Algerian President Names New Government, Keeps Army Chief

Algerian President Names New Government, Keeps Army Chief

Algerian President Abdelaziz Bouteflika might resign this week, the private Ennahar and El Bilad TV channels said on Sunday, after mass protests and pressure from the army demanding he end his 20-year rule.

Last week, Algeria's influential Deputy Defense Minister and Chief of Staff Gen.

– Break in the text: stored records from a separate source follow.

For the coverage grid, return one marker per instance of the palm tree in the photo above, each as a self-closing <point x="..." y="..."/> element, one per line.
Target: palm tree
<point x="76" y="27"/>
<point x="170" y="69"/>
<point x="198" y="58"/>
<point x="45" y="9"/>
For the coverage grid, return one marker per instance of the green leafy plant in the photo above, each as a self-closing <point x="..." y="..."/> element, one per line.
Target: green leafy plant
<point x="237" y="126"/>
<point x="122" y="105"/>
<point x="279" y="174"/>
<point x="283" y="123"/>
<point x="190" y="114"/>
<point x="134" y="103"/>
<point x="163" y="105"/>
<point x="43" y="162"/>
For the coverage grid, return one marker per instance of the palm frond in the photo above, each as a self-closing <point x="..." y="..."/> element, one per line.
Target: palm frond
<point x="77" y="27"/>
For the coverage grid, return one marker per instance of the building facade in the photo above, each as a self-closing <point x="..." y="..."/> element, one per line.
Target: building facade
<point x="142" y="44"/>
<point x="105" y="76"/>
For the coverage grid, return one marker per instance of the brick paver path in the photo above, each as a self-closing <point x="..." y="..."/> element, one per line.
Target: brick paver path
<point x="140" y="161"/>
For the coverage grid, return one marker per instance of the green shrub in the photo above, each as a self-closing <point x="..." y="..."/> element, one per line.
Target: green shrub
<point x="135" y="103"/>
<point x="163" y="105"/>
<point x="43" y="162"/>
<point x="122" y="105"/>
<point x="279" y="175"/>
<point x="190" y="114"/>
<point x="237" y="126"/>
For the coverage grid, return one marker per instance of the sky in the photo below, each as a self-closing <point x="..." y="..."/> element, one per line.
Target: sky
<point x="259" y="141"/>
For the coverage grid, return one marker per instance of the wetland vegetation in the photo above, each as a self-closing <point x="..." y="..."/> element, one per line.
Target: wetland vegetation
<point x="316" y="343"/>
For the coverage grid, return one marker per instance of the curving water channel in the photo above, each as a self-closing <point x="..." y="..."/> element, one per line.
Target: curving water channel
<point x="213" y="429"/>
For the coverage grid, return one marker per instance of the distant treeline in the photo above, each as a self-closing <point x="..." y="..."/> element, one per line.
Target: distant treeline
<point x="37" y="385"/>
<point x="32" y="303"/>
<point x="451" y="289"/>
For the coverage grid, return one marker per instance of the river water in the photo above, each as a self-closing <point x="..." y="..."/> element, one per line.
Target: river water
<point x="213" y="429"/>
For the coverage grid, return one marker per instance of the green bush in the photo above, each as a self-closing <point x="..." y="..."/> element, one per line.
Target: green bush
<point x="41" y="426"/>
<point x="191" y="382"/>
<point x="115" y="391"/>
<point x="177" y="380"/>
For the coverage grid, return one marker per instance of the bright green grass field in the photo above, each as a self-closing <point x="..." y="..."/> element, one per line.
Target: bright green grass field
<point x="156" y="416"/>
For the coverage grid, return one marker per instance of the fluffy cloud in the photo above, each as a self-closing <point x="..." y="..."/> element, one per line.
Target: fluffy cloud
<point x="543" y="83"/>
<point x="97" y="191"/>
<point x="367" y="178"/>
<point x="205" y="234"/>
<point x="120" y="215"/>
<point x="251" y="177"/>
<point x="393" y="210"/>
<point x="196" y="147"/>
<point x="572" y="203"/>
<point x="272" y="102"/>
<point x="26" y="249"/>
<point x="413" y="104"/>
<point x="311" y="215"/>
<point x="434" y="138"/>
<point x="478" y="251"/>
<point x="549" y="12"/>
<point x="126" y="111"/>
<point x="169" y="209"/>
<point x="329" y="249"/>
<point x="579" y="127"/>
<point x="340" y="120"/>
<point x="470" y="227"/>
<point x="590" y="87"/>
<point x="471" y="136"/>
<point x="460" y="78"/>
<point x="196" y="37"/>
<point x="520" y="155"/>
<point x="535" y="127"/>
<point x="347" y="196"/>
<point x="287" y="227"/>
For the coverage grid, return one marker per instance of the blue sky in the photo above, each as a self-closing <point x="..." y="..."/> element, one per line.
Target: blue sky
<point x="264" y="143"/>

Ahmed Gaid Salah, who is a member of Bouteflika's inner that which de-facto governed the country in past years, urged to enact Article 102 of the country's constitution.

Bouteflika removed himself from presidential candidacy three weeks ago, citing his advancing age and infirmity upon his return from seeking medical care in Geneva.

Central Bank Governor Mohamed Loukal will replace Finance Minister Abderrahmane Rouia.

In power for two decades, Abdelaziz Bouteflika, 82, has rarely been seen in public since suffering a stroke six years ago.

He originally declared his candidacy for a fifth term, then withdrew and postponed the election in response to the massive protests.

The cabinet is composed of 27 ministers; 21 did not hold ministerial posts in the previous government.

Meanwhile, a rally to protest against the recently appointed government, led by Prime Minister Noureddine Bedoui, gathered at the Maurice Audin square in the country's capital Algiers on Sunday night, the TSA news portal reported.

But his attempt to break the political impasse has failed to placate demonstrators, who reject military intervention in civilian matters and want to dismantle the entire ruling elite, which includes veterans of the war of independence against France, army officers, the ruling party and business tycoons. Yet this weekend Bouteflika is still "ruling".

"We must adopt a solution that helps us out of this crisis ... a solution that respects and adheres to the constitution so that it's a suitable one for all sides", Salah, who is also the deputy defence minister, said in a televised address on Tuesday.

Addressing an Arab League summit in Tunis, Mr Guterres insisted that any steps should be made in a way "that addresses the concerns of the Algerian people in a timely way".